Background
Hello all!
I recently learned that in newer versions of SQL Server, the query optimizer can “expand” a SQL view and utilize inline performance benefits. This could have some drastic effects going forward on what kinds of database objects I create and why and when I create them, depending upon when this enhanced performance is achieved and when it is not.
For instance, I would not bother creating a parameterized inline table-valued function with a start date parameter and an end date parameter for an extremely large transaction table (where performance matters greatly) when I can just make a view and slap a WHERE
statement at the bottom of the calling query, something like
SELECT Column1 FROM vw_Simple WHERE Column1 BETWEEN @SomeStartDate AND @SomeEndDate
and trust that the query optimizer will “expand” the view and give me a great execution plan.
Note: I am talking about a simple, non-nested, non-indexed SQL Server view. Something like
CREATE VIEW vw_Simple AS SELECT Column1 ,Column2 FROM TableA
Question
My question is: what are the exact guidelines for knowing when the query optimizer can “expand” a SQL view and when it cannot?
I cannot find this answer in the official Microsoft documentation.
What I’ve found so far
Cases where the query optimizer can expand a view:
- This Stack Exchange post claims that, in general, the query optimizer will expand a SQL view.
Cases where the query optimizer cannot expand a view:
- Predicate Pushing/Deferred Filtering – but this was addressed in SQL Server 2008.
- Nested Views – at least sometimes.
Gray Area
- This Stack Overflow post’s second answer claims that the query optimizer may or may not expand the view, depending on the view’s complexity and the limitations of the query optimizer.
Advertisement
Answer
You will not find this information in the documentation, because it is not a single feature per se, it is simply the compiler/optimizer working its way through the query in various phases, using a number of different techniques to get the best execution plan. Sometimes it can safely push through predicates, sometimes it can’t.
Note that “expanding the view” is the wrong term here. The view is always expanded into its definition (NOEXPAND
excepted). What you are referring to is called predicate pushdown.
What happens to a view during compilation?
I’ve assumed here that indexed views and
NOEXPAND
are not being used.
When you execute a query, the compiler starts by parsing and lexing the query into a basic execution plan. This is a very rough, unoptimized version which pretty much mirrors the query as written.
When there is a view in the query, the compiler will retrieve the view’s pre-parsed execution tree and shoves it into the execution plan, again it is a very rough draft.

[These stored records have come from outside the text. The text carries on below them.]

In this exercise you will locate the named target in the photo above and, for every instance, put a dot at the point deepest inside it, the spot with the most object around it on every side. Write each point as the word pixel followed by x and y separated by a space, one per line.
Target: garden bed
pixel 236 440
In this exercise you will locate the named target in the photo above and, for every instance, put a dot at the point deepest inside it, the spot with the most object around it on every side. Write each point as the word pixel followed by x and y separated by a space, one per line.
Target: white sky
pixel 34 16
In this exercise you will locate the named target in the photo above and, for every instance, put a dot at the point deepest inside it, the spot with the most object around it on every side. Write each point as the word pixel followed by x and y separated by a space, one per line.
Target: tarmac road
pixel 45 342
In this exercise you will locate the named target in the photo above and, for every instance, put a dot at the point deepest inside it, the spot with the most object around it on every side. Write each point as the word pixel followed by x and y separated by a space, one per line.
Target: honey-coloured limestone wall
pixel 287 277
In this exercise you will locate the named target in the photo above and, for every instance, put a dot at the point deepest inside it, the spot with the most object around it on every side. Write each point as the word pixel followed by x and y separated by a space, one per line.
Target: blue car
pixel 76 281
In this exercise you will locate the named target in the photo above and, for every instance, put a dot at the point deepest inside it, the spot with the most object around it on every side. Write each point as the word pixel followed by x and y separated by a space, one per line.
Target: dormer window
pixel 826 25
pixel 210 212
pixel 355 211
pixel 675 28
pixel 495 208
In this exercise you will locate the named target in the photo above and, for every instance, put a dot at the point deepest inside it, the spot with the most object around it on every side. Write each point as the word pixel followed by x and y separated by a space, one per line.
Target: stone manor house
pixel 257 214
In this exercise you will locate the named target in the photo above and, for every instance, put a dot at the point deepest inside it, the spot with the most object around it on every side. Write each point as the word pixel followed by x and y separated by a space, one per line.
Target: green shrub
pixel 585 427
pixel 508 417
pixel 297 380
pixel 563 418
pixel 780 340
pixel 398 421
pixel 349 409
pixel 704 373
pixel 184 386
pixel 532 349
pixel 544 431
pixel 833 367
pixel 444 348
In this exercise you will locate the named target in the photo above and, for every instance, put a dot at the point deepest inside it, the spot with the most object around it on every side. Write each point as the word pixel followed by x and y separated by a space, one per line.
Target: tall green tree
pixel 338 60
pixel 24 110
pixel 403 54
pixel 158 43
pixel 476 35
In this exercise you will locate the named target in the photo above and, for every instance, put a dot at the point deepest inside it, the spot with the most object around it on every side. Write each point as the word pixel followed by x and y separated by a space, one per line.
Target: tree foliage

With derived tables, CTEs, correlated and non-correlated subqueries, as well as inline TVFs, the same thing happens, except that parsing is needed also.
After this point, you can assume that a view may as well have been written as a CTE, it makes no difference.
Can the optimizer push through the view?
The compiler has a number of tricks up its sleeve, and predicate pushdown is one of them, as is simplifying views.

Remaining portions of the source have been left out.